How we deal with the coronavirus pandemic is changing daily affecting every single aspect of our lives; how we go about our business, how we work, socialise, eat and sleep. Our behaviours are changing too, as fear and panic set in we've seen a splurge of stockpiling, leaving shelves empty of everything from toilet roll to pasta!
Stress and Kids
The situation has swiftly seeped into our children’s lives too, effecting their social interactions and their education: last week my kids were gutted to learn that not only was their much anticipated school disco cancelled (yes the important stuff) but their music festival with a host of other schools is indefinitely post-poned. A big family gathering was cancelled last weekend in light of risk factors and older family members. My kids have expressed upset and anger at the impact it's already had and not being able to see their family and grandparents and they're asking lots of questions about what it is, who does it kill and are they going to die.
I wanted to give them facts and information to keep a sense of calm and whilst looking at the trusted sites for the latest advice and information, I saw that The World Health Organisation have issued a useful guide to HELP CHILDREN COPE WITH STRESS during the Covid-19 outbreak.
Whilst we are aware of the physical impact this is having on us and our children it is worth considering now, of the psychological impact it is having on our young kids minds too.
Reading the WHO advice, it made me appreciate how little minds might be going into overdrive with worry and below is a run down of some of the key points on how you can help your children.
Children respond to stress differently.

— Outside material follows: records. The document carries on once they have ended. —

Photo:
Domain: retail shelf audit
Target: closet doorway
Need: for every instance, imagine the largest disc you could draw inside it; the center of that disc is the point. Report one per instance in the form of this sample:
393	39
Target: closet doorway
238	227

They may display behaviours such as being more clingy, anxious, withdrawing, angry, agitated and bed wetting.
You can respond by supporting and listening to their concerns. Children need adults’ love and attention during difficult times so try to:
GIVE THEM EXTRA TIME LOVE AND ATTENTION
LISTEN TO YOUR CHILDREN
MAKE OPPORTUNITIES TO PLAY + RELAX
KEEP REGULAR ROUTINES and schedules as much as possible. Or create new ones in a new environment such as learning as well as time for safely playing and relaxing.
PROVIDE FACTS AND EXPLAIN about what’s happened, what’s going on now, give clear information about how to reduce risks in an age specific way. This includes providing information about what could happen e.g. if a family member were to get ill they would go to hospital so doctors can help them feel better.
Try and KEEP CHILDREN CLOSE TO THEIR PARENTS AND FAMILY and avoid separating children and their caregivers where possible. If separation occurs (e.g. hospitalisation) ensure regular contact and re-assurance.
So, as we are gearing up for potential school closures, frantically downloading the school curriculum and figuring out childcare solutions, let’s remember to give our children the extra time, love and attention they need to get through this.